Certain bands hold an almost mystical cache, somehow falling into a crevice in collective consciousness between legend and obscurity.

The Saints, I feel confident, qualify in spades.

Thanks to musician Kyle Caudle, I made the acquaintance of Michael Slawter, owner of Heyday Guitars in Winston-Salem, as we were waiting for the final set at Test Pattern on the second night of Phuzz Phest. Slawter was wearing the band’s shirt, and I remarked, “I really like the Saints.”

The truth is that I really didn’t know the first thing about the Saints, other than having heard their impossibly frenetic rendition of the Ike & Tina Turner R&B classic “River Deep, Mountain High” on Pandora and gleaning that they blazed the punk-rock trail in Australia, tracing a path parallel to their contemporaries the Ramones in New York City.

As we were talking, a woman at the side of Tills bass player Tom Peters pointed at Slawter’s shirt, winked and gave him the A-OK hand sign.

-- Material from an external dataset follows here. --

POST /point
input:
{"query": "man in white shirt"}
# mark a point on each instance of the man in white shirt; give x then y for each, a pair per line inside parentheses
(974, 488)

The Saints are like a secret handshake.

I haven’t succeeded in finding any corroboration on the internet, but I’ll take Slawter’s word for this. Explaining the band’s raw, loud and fast sound dating to 1975, well before punk became regimented into a uniform with mohawks and shirts held together with safety pins, he told me the Saints were influenced by Radio Birdman, another Australian band whose guitarist and principal songwriter came from Michigan and loved the MC5 and the Stooges. So the loud, angry sound of late ’60s Detroit rock was essentially transplanted to Australia and came into bloom roughly five years later.

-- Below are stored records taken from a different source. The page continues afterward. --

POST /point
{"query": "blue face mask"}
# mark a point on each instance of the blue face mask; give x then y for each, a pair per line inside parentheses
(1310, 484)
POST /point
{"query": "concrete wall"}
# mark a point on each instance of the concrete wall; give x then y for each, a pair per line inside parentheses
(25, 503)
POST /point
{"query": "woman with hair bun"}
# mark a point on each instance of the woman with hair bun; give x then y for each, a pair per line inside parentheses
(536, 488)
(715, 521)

Radio Birdman is another band that I kind of love and really don’t know much about. I don’t know where I was when I first heard their song “Murder City Nights,” but it boasts an unforgettable lyrical exposition: “Cruising down Woodward gotta find me some action/ Looking for a lover with a power reaction.”

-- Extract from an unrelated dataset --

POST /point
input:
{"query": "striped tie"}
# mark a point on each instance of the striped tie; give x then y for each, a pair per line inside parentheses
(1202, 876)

The chorus of the song, which came out in 1977, features a virile howl that must have provided a blueprint for Glenn Danzig and the early Misfits.

The mystery deepened when I found myself walking across Woodward Avenue during the 2012 Association of Alternative Newsweeklies convention in Detroit on my way to Greektown to look for a bar. “Hey, wait a minute,” I said to myself.

Thanks to the serendipity of meeting a new friend with a cool rock-and-roll T-shirt, another piece of the puzzle falls into place.